Le Rodéo de Kriki secoue la poussière chez Claire Gastaud

Les peintures de Kriki sont inventées, hyper élaborées et richement colorées. Elles mettent en scène des personnages emblématiques et allégoriques dans des rôles énigmatiques. La peinture de Kriki résiste à notre premier regard, c’est une pensée rhizomique qui fonctionne par concaténation ; passant du global à l’intime, du sensible au subtil. Ces scènes denses, visiblement narratives et oniriques, semblent impénétrables.

Kriki, Auktion, 2022 — Huile sur toile — 195 x 152 cm Courtesy of the artist & Galerie Claire Gastaud, Paris

Elles renferment des sédiments d’affects récurrents propre à l’artiste : son passé de graffeur, sa punkitude, sa passion pour le monde végétal, les migrations humaines et leurs folklores, ou bien encore son rôle d’homme et d’artiste dans un monde ultra connecté…

Kriki, Familias, 2024 — Huile sur toile — 200 x 133 cm Courtesy of the artist & Galerie Claire Gastaud, Paris

L’œuvre éponyme de l’exposition, « RODEO », nous montre au plan principal un taureau ailé à la tête en forme de tube de peinture.
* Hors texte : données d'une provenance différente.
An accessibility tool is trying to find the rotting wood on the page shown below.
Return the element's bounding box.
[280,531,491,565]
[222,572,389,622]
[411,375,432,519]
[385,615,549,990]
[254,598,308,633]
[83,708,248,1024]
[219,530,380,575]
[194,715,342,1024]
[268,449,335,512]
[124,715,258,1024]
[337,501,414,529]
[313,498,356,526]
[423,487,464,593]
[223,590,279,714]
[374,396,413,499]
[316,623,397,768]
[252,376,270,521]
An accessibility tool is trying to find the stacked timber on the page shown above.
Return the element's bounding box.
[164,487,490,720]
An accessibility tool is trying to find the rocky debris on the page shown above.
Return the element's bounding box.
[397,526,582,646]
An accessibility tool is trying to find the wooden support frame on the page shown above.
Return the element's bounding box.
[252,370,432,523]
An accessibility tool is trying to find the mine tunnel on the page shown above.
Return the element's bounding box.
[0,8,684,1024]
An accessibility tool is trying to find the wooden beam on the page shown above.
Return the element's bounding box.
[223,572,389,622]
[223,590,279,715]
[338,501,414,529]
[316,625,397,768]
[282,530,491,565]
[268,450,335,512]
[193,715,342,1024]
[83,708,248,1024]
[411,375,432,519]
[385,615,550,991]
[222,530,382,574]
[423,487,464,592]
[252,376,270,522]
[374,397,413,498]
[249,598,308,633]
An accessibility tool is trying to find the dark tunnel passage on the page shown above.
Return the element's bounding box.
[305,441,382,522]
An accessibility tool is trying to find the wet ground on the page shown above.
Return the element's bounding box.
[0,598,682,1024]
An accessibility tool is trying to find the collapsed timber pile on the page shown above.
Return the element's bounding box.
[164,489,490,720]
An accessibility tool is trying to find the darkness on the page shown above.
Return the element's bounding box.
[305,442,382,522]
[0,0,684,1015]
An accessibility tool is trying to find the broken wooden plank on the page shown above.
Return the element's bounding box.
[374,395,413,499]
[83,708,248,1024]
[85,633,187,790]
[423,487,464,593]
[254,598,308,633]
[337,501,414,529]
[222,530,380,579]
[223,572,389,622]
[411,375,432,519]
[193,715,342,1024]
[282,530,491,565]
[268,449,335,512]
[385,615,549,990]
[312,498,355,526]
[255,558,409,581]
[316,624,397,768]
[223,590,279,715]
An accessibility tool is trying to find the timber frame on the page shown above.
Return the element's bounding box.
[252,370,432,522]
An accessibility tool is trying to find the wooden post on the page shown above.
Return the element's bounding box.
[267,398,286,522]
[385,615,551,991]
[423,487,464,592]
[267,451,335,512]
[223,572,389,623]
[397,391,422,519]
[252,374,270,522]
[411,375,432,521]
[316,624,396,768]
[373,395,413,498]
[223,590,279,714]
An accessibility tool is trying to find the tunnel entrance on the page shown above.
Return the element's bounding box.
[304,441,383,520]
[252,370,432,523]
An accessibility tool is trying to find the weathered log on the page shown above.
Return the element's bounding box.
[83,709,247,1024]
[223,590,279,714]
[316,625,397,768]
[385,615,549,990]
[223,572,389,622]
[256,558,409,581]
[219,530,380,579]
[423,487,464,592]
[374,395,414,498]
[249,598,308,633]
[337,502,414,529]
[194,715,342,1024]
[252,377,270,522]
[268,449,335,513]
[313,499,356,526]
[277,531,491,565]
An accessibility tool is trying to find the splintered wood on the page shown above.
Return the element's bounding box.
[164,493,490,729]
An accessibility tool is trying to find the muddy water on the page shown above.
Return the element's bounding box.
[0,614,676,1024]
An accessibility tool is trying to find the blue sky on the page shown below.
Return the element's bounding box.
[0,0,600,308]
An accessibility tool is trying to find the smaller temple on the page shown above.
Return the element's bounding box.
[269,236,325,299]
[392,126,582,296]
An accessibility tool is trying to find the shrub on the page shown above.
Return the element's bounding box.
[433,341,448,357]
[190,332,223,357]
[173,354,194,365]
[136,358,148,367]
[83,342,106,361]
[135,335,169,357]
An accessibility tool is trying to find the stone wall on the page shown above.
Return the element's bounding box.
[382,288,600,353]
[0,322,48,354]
Cette bête sauvage symbolisant ici la peinture difficile à dompter, porte sur son dos l’artiste résistant à de multiples ruades. Comme une métaphore de la vie, le principe même du « RODEO » étant de garder l’équilibre le plus longtemps possible ! Dans ce grand format, d’autres protagonistes se côtoient, ils sont tous d’autres représentations possibles de l’artiste : l’un debout sur un baril de pétrole (l’énergie), l’autre chutant au premier plan (clin d’œil aux figures tombées de Jean Hélion, artiste qu’affectionne Kriki). Un quatrième personnage mis à nu s’exhibe sous les projecteurs d’une galerie, derrière les talanquères d’une arène de village. Le sol est couvert de traces de peinture, une matière que Kriki a transféré des murs de son atelier à ses propres toiles, l’artiste essuyant régulièrement ses pinceaux sur ses œuvres en cours, technique que l’artiste utilise depuis plusieurs années déjà. On retrouve cette « Matière Trace » dans différentes œuvres de l’exposition, formant ça ou là un sol, une rivière, une nuée ou bien encore un Cloud, comme dans le tableau « FAMILLIAS ». Ce grand format représentant un homme, un père, avec pour bras et jambes les membres de sa famille.

Jouant sur le double sens du mot « membre », la figure tutélaire s’apparente ici à un héros mythologique. Derrière lui se trouve un temple grec posé sur des gigantesques racines, sûrement celles d’un arbre généalogique ! Faisant face à ce héros mutant, une muse sphynx surplombe un tas de boudins de peinture fraîchement sortie des tubes, représentation de la matière brute grâce à laquelle nous lisons ici l’image. Un Fuzz, figure iconique inventée par Kriki dans les années 80 semble vouloir sortir de ce cadre. Fuzz que l’on retrouve couché au pied d’un SDF dans l’œuvre « RACYNE ».

Kriki, Racyne, 2023 — Huile sur toile — 120 x 120 cm Courtesy of the artist & Galerie Claire Gastaud, Paris

D’un format plus modeste, cette peinture met en scène un migrant aux pieds en forme de racines, un être déraciné. Assis sur des livres, Ilse réchauffe contre un feu à l’extérieur d’une caravane. Au premier plan, un grand Shêdu, une divinité protectrice assyrienne, vient le visiter, comme dans un dialogue onirique.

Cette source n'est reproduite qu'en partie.